A fare da collante alle tre parti c’è un’omogeneità compositiva che sembra puntare su due caratteristiche principali: l’unisono del movimento e la struttura spaziale che non perde mai il suo aplomb di linee e formazioni nette. Il primo effetto, coadiuvato anche dal connubio musica e luci, è quello di un desiderio di disordine, di una sconnessione prima di tutto mentale che però – nonostante gli sforzi – non riesce a realizzarsi. È in questo che emerge l’attualità del lavoro di Shechter perché, come scrive la sociologa Eva Illouz nel suo testo Perché l’amore fa soffrire, si è sempre sofferto d’amore, ma la sofferenza d’amore della modernità è associata a specifiche patologie proprie della nostra epoca: la commercializzazione degli incontri, l’incapacità di fare delle scelte, il rifiuto dell’impegno, la valutazione permanente di sé e dell’altro, la psicologizzazione estrema dei rapporti… tutti questi temi sembrano emergere, forse inconsapevolmente, dal lavoro di Shechter.

foto Gabriele Zucca
foto Gabriele Zucca

A comporre la drammaturgia, oltre alla danza, vi sono le luci potenti e formali di Lawrie McLennan e la musica, che da sempre per Hofesh Shechter ha un ruolo caratterizzante. In questo caso, le note de Les Concerts Royaux di Couperin fanno eco ai suoni elettronici e alle musiche composte dallo stesso coreografo.

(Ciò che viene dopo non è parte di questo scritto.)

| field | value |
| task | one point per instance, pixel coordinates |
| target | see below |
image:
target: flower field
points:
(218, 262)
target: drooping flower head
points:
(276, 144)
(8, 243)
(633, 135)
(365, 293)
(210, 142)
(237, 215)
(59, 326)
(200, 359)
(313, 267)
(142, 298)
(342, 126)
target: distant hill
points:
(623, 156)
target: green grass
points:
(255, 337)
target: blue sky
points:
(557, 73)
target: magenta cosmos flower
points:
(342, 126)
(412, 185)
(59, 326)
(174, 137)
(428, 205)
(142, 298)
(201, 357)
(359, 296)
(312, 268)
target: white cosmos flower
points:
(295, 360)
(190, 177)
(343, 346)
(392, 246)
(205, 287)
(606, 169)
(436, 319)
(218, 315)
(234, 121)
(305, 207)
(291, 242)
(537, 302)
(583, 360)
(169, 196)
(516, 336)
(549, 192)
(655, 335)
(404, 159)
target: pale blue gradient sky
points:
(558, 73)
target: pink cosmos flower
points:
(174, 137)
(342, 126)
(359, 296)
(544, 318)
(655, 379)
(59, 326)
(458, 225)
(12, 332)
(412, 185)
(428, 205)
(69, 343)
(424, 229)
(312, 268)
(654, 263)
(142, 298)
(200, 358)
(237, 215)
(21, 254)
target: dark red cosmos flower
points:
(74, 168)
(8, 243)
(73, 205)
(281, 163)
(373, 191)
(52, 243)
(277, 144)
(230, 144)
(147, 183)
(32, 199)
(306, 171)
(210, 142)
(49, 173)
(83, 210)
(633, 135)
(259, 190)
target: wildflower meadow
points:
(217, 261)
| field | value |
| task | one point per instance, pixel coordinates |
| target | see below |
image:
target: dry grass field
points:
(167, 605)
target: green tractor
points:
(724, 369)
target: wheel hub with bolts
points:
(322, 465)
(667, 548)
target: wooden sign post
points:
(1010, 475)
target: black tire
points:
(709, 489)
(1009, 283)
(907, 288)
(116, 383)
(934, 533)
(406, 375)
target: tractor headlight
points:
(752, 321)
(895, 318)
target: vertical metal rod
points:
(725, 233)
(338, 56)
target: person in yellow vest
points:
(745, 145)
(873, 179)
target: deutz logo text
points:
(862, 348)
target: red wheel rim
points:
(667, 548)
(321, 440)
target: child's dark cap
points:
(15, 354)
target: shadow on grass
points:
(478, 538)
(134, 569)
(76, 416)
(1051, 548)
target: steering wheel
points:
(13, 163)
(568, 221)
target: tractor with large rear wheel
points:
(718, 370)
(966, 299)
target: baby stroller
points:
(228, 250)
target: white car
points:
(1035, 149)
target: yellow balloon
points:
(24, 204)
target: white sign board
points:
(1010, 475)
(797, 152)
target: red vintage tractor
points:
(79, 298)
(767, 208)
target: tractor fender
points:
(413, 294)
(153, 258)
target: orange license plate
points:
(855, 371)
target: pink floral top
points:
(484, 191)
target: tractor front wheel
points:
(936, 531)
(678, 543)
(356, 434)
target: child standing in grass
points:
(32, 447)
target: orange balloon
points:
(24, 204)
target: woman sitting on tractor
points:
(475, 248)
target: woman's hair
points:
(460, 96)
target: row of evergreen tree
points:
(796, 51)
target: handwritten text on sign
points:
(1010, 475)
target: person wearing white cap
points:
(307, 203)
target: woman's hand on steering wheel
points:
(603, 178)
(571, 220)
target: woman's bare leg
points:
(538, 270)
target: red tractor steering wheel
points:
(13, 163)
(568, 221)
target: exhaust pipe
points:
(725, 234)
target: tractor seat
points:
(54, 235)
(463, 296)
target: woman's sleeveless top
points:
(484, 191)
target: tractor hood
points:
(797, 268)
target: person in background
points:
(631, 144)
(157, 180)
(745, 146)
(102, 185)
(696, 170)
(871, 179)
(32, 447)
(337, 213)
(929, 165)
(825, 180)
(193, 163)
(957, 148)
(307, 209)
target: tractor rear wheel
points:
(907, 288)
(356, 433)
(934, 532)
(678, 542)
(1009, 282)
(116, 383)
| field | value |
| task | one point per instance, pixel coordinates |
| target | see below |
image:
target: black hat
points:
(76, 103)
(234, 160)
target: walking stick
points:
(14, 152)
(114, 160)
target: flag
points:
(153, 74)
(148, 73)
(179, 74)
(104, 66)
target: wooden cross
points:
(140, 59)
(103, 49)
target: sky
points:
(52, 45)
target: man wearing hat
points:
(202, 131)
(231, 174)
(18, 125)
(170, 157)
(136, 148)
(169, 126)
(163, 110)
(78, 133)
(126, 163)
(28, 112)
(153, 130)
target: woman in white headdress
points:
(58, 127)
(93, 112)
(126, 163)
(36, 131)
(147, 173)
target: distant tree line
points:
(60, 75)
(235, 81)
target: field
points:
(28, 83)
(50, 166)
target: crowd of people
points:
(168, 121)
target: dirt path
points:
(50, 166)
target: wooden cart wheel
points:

Un ulteriore elemento portante è quello della confessione, che giunge al pubblico sotto forma di voce off. Una donna e un uomo, che di nome fa proprio Hofesh, conversano sull’amore offrendo così a questa danza non narrativa un contraltare verbale che però sembra programmaticamente sfuggire al punto creando dei momenti che, se fossero organizzati sotto forma di rubrica, entrerebbero di diritto nella sezione “la posta del cuore”. Certo, l’amore è anche questo: banalità. Siamo tutti in cerca di emozioni, siamo tutti umani, fragili e indifesi – a volte – di fronte a quello che proviamo. Ma siamo davvero in qualche modo tutti uguali in amore? Se proviamo a cercare la soluzione a questa domanda nella danza, la risposta drammaticamente è “ni”. E allora ci sorprendiamo in trappola, chiusi in una delle mille contraddizioni che il coreografo quarantenne, israeliano di nascita e inglese di adozione, sembra voler suscitare nei suoi danzatori e nel pubblico.

foto Gabriele Zucca
foto Gabriele Zucca

Rispetto alla composizione in tre parti della coreografia, l’evoluzione dello spettacolo è affidata soprattutto ai costumi che scandiscono livelli diversi di scomodità e di esposizione delle forme. Se nella prima parte, the barbarians in love, i danzatori sono avvolti da pigiamoni bianchi, nella seconda ecco che delle tutine intere giallo-oro sottolineano impietose ogni possibile accenno di forma come una seconda pelle. È soprattutto nella seconda parte – tHE bAD – che l’assetto della scrittura coreografica tenta invano di sfuggire a se stessa. Ogni slancio sembra tornare indietro, costringendo i danzatori a raccogliere la propria danza in una scrittura disciplinata, spesso di gruppo, dove trovano spazio tanto qualche accenno folk quanto una più dionisiaca dancehall. Un guizzo di reale “messa in crisi” ci raggiunge infine nella terza parte, Two completely different angles of the same fucking thing, aperta da un duetto: un danzatore e una danzatrice esplorano l’intimità della relazione umana, i loro corpi si addentrano un po’ di più nel vivo della questione senza tuttavia creare nessuna cesura con le parti precedenti. Nel complesso, un costante cedere all’ordine contrasta nettamente con il desiderio di crisi al quale Hofesh Shechter anela nelle sue intenzioni. Lo spettacolo ci riconsegna, attraverso la sua struttura, una condizione di incertezza emotiva che ci divide: la società tende a standardizzare le relazioni, da un alto, mentre dall’altro l’amore lascia gli individui smarriti, dominati da un’emotività ipertrofica e paralizzante. La stessa incertezza la viviamo sul piano del gradimento di questo spettacolo, dove ciascuno può – in un certo senso – decidere su quale dei due fronti mettere l’accento, oppure accettare che alla fine l’indecisione sia la cifra sia della danza in scena sia del discorso che la nutre. Barbarians ci chiede una piccola contorsione, per saltare al di là del livello del personale gradimento o della personale disapprovazione dell’esperienza chiamandoci effettivamente a osservare quel che resta, quegli “amabili resti” che ci trattengono in uno strano limbo dove il compito che ci viene assegnato è quello di accettare che sempre di più “la verità è una cosa flessibile”.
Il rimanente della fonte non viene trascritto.